Rencana memiliki kedudukan tersendiri dalam pembahasan Hukum Administrasi Negara. Salah satu pendapat menyatakan bahwa rencana merupakan salah satu sarana yuridis yang dimiliki pemerintah, di samping terdapat pula peraturan perundang-undangan (wet en regeling), peraturan kebijakan (beleidsregel), instrumen hukum keperdataan (privaatrechtelijk middelen), dan keputusan tata usaha negara (beschiking).[12]
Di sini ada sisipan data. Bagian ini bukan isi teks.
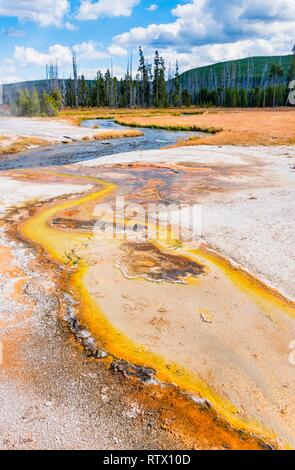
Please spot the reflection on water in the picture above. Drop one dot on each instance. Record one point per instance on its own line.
(62, 154)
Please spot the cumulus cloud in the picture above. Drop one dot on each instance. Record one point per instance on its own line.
(206, 31)
(28, 56)
(45, 12)
(152, 7)
(8, 74)
(202, 22)
(105, 8)
(117, 50)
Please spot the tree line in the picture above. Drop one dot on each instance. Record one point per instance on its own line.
(153, 86)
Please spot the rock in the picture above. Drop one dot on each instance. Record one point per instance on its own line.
(207, 317)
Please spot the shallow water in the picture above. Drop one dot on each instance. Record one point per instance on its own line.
(64, 154)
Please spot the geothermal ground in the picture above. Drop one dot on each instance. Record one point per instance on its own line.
(185, 345)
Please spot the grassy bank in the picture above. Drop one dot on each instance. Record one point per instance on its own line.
(11, 146)
(170, 127)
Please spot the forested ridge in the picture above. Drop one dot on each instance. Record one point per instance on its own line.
(249, 82)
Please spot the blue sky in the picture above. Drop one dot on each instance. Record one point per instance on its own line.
(197, 32)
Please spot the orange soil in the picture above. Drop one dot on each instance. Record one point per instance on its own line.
(11, 146)
(196, 427)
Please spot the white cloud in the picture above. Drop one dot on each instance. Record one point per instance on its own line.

Selain itu, rencana dalam Hukum Administrasi Negara juga dipahami sebagai salah satu instrumen dalam melakukan pengawasan terhadap tindakan-tindakan yang dilakukan Pemerintah. George R. Terry, memberikan definisi pengawasan yang di dalamnya secara eksplisit menyebutkan rencana sebagai salah satu konsep yang inheren. Dirinya menyebutkan bahwa,” Control is to determine what is accomplished evaluate it, and apply corrective measures, if needed to ensure result in keeping with the plan”. Kemudian, Muchsan mengomentari definisi dengan menjelaskan,” Dari pengertian ini nampak bahwa pengawasan dititikberatkan pada tindakan evaluasi serta koreksi terhadap hasil yang telah dicapai, dengan maksud agar hasil tersebut sesuai dengan rencana.”[13]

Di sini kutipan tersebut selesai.